If we rebuild this index again with no compression:

SQL> alter index bowie_idx rebuild nocompress pctfree 0;

Index altered.

SQL> select index_name, leaf_blocks, blevel from dba_indexes where table_name='BOWIE';

INDEX_NAME LEAF_BLOCKS     BLEVEL
---------- ----------- ----------
BOWIE_IDX         2336          2

We now end up with 2336 leaf blocks (a little smaller than before the update as we’re replacing 10% of the IDs with a smaller value of just 42).

However, the vast majority (90%) of the index entries are still unique, so attempting to compress the entire index is again unlikely to be beneficial:

SQL> alter index bowie_idx rebuild compress;

Index altered.

SQL> select index_name, leaf_blocks, blevel from dba_indexes where table_name='BOWIE';

INDEX_NAME LEAF_BLOCKS     BLEVEL
---------- ----------- ----------
BOWIE_IDX         2946          2

Indeed, the index is again now bigger at 2946 than it was when it wasn’t compressed.

We can again effectively compress just the CODE column in the index:

SQL> alter index bowie_idx rebuild compress 1;

Index altered.

SQL> select index_name, leaf_blocks, blevel from dba_indexes where table_name='BOWIE';

INDEX_NAME LEAF_BLOCKS     BLEVEL
---------- ----------- ----------
BOWIE_IDX         1977          2

OK, just compressing the CODE column has indeed resulted in a smaller index structure (just 1977 leaf blocks) as it did before.

Without Advanced Index Compression we have the option to not compress the index (the result is average), compress both columns (the result is worse) or compress just the leading column (the result is better).

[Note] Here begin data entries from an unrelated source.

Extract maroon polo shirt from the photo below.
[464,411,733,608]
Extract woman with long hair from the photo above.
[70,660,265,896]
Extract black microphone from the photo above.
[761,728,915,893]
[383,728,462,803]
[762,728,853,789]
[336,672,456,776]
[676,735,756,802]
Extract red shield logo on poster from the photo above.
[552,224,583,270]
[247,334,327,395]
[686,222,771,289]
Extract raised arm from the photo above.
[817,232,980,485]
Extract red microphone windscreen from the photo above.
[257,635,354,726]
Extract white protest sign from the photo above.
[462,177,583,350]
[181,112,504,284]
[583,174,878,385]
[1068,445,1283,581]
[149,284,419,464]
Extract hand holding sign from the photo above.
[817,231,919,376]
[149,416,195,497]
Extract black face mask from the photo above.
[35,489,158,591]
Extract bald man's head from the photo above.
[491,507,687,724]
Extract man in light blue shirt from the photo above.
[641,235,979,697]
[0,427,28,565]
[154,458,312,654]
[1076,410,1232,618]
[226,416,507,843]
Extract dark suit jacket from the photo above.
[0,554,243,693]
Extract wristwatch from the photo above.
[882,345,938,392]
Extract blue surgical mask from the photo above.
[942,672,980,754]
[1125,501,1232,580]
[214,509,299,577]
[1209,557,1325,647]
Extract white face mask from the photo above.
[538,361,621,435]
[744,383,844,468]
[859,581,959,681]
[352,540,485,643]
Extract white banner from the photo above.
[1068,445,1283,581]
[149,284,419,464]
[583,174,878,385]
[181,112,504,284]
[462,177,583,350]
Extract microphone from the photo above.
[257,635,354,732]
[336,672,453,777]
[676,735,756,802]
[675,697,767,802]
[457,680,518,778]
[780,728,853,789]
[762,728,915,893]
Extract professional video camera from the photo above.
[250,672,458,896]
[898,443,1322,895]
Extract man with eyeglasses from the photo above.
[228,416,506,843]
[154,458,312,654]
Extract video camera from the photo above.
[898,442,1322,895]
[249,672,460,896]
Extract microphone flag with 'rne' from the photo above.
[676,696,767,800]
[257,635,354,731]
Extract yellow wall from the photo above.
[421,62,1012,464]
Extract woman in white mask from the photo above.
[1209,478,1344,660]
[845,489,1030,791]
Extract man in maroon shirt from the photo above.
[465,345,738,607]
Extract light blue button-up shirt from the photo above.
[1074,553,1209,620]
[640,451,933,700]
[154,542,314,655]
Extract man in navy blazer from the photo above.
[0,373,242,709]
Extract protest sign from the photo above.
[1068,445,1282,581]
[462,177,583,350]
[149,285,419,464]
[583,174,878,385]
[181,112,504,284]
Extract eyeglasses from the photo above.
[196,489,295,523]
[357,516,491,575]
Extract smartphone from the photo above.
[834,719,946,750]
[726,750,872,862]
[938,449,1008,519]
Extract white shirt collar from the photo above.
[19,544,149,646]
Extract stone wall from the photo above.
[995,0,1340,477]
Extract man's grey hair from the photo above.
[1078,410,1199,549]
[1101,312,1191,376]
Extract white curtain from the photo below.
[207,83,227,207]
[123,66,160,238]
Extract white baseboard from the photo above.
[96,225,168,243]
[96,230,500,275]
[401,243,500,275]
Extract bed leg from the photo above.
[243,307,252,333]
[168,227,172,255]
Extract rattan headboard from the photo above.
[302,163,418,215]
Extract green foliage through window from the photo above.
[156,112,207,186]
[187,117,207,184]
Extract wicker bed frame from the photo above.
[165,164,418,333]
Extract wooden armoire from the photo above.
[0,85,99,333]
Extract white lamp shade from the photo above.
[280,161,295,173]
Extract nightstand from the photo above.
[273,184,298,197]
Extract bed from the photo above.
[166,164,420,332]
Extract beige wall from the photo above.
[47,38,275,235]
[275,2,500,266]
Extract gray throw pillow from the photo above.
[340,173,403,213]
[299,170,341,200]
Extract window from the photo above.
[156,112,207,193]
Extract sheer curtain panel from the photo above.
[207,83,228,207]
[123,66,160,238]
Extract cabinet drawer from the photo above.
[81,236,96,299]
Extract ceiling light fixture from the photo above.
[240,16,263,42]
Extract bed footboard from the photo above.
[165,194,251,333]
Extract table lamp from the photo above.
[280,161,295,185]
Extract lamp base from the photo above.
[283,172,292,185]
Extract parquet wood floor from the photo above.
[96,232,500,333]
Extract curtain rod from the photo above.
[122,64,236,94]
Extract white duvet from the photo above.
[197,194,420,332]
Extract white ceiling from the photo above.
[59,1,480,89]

It’s an all or nothing approach to index compression with the best method decided at the overall index level.

We don’t have the option to compress just the leading column when it makes sense to do so, but to also compress both columns in just the 10% portion of the index where it also makes sense to do so (when we have lots of repeating 42 values for ID).

We do have this option though with Advanced Index Compression and indeed this is performed automatically by Oracle in just those leaf blocks where it’s beneficial because the decision on how to compress an index is not performed at the overall index level but at the leaf block level. As such, Advanced Index Compression has the potential to compress an index in a manner that was simply not possible previously:

SQL> alter index bowie_idx rebuild compress advanced low;

Index altered.

SQL> select index_name, leaf_blocks, blevel from dba_indexes where table_name='BOWIE';

INDEX_NAME LEAF_BLOCKS     BLEVEL
---------- ----------- ----------
BOWIE_IDX         1941          2

We notice the index is now even smaller at just 1941 leaf blocks than it was when just compressing the leading column as we now also compress the CODE column in just that 10% of the table where we also had repeating ID values.

I can’t emphasise enough just how cool this feature is !!

In fact, I would recommend something I don’t usually recommend and that is rebuilding all your indexes at least once (where you know the leading column has some repeated values) with the Advanced Index Compression option, so that all indexes can be compressed to their optimal manner.

Note though that this does require the Advanced Compression Option !!